Developing a Unicode Compliant Orthography

When developing orthography, keep in mind these suggestions that will enable your language to be used with current software, keyboards and fonts:

Adding Characters to Unicode

The Unicode Standard offers a huge array of encoded characters that are able to serve most linguists' needs, and because they are already in Unicode -- which has been adopted by many software and font companies -- they can currently be used in documents. "Inventing" a new character is, however, not recommended, for problems will arise in short and long term accessibility (i.e., sending, receiving, and printing) such non-standard characters. Precomposed forms and ligatures are no longer eligible for encoding.

If you find you need a particular character that is not covered by Unicode, you are advised to work with the Script Encoding Initiative or directly with the Unicode Technical Committee to develop your proposal. Particularly helpful for proposals are copies of pages from books or journals that show a particular character in context (with the bibliographic information included). Though the full approval process can take several years, it will provide a means for others in the future to access the character in the international character encoding standard.

The Script Encoding Initiative, at the Department of Linguistics at the University of California at Berkeley, is dedicated to funding the development of scriplt proposals. It aims to avoid extensive revision of the proposal, or extensive involvement of the Unicode Technical Committee.

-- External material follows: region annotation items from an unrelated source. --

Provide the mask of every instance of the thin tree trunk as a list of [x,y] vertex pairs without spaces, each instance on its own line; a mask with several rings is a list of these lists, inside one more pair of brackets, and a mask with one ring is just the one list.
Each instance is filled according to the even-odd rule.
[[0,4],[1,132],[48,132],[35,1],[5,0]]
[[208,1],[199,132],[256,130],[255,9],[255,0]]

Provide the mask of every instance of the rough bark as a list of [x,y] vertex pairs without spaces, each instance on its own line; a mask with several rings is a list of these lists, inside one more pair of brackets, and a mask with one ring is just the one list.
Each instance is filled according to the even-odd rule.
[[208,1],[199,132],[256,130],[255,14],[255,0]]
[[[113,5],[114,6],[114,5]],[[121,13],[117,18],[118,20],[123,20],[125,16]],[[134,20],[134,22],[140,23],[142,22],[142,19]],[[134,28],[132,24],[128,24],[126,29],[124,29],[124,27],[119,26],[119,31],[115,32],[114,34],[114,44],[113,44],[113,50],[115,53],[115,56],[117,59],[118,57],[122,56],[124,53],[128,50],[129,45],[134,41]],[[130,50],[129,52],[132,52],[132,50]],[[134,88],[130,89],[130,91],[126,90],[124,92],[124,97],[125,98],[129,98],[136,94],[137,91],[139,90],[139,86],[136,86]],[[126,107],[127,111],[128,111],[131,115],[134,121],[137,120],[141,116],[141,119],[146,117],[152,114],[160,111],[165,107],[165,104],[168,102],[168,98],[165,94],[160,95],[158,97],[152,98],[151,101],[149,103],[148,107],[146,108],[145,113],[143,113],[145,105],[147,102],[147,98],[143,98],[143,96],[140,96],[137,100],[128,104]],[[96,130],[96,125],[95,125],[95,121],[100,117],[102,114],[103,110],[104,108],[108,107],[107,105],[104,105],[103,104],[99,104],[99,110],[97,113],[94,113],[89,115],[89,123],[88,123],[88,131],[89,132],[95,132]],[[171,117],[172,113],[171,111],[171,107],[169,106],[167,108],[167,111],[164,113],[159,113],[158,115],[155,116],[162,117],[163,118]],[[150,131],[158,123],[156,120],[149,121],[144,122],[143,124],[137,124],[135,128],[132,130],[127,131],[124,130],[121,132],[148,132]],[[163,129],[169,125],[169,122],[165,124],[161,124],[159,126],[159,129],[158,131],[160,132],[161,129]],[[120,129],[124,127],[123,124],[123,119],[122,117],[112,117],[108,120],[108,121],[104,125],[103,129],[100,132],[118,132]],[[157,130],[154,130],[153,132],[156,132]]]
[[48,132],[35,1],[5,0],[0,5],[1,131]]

More on the Script Encoding Initiative

General guidelines on how to submit a proposal can be found on the Unicode Consortium website.

Precomposed forms

A precomposed form is a character that is made up of a series of characters. For example, kʷ is a precomposed form, made up of a k and a modifier letter, ʷ. In the early days of Unicode, being able to dynamically generate forms with a base character and combining mark was difficult or impossible, and many such precomposed forms were included in older characters sets. As a result, a number of these precomposed forms were added to Unicode. However, current rendering engines and fonts are able to create the base character and combining mark combinations dynamically and the position of the UTC is to rely on this productive method of composition, and to not encode more precomposed forms.

Similarly, ligatures, which are two (or more) glyphs fused together, are also not eligible for character encoding. In general, ligatures can be handled by a font or rendering engine. Six digraph ligatures are included in the IPA block (02A3-02A8). These have been included because they are defined in the IPA for the transcription of the coronal affricates and can be chosen by a transcriber in order to convey a semantic distinction about the phonetic status of the affricate.

For more on precomposed forms, see the FAQ on Ligatures, Digraphs, and Presentation on the Unicode Consortium website, at: http://www.unicode.org/faq/ligature_digraph.html.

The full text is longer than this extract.